New Education Secretary: some thoughts

No. 10 Downing Street, where it all happened. Photo is copyright of

No. 10 Downing Street, where it all happened. Photo is copyright of

Just as I was going to take a bit of a break from updating this website several times a week, in order to focus on a Bett guide, Bett preview and a couple of books, the Prime Minister decided to hold a cabinet reshuffle. So inconsiderate. Anyway, as part of that reshuffle, Justine Greening, the Education Secretary, resigned. She has been replaced by Damian Hinds.

I liked Justine Greening for two reasons. First, she struck me as someone who actually listened to teachers and other educationalists. Secondly, since she took over the reins at Sanctuary Buildings education technology and associated matters were back on the agenda. After several years of 'coding, coding, coding' there was suddenly a real possibility that issues such as digital literacy might be promoted -- really, not just as lip service.

Ms Greening was due to open the Bett show, which was also a good sign methinks, and I had been hoping to meet her.

So, I don't know where ed tech will stand on Mr Hinds' watch. I do know that he faces a few other challenges, such as teacher recruitment, school funding and, I should think, change fatigue. I was somewhat alarmed when I read somewhere that he is a reformist, because what I think we need for a while is a consolidationist, if such a word exists.
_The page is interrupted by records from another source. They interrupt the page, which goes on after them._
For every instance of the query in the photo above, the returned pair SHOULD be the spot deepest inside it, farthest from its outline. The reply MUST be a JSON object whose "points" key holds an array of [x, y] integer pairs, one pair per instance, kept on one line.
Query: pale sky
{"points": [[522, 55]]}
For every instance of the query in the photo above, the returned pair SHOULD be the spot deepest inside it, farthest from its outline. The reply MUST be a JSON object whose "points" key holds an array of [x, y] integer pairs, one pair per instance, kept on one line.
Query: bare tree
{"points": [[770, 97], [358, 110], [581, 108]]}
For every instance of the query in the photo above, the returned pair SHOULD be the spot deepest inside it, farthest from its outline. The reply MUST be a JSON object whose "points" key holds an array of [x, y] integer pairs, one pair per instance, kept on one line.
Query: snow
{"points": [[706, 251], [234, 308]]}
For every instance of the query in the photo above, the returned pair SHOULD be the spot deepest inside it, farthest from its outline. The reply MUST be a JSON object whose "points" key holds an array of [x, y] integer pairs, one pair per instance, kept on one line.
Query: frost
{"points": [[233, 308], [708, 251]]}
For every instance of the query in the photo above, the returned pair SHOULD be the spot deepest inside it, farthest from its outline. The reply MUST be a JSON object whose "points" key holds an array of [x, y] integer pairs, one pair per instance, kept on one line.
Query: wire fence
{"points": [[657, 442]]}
On the other hand, he did tweet:

Delighted to be appointed Education Secretary – looking forward to working with the great teachers & lecturers in our schools, colleges & universities giving people the opportunities to make the most of their lives.

I note the use of the word 'with' as opposed to 'on' -- always a good sign!

If reform is back/still on the agenda, one especially welcome change would be the reintroduction of a wider variety of IT-related qualifications at GCSE and 'A' Level. As well as providing variety, it would probably go some way to encouraging more girls to take the subject to higher levels. (See the pretty grim statistics I cited in my article about the Royal Society report, After the Reboot.)

This website wishes Mr Hinds all the best in his new role. And if he needs any suggestions of names of educators who have been around for a few years and who also know about education technology I'd be happy to supply them.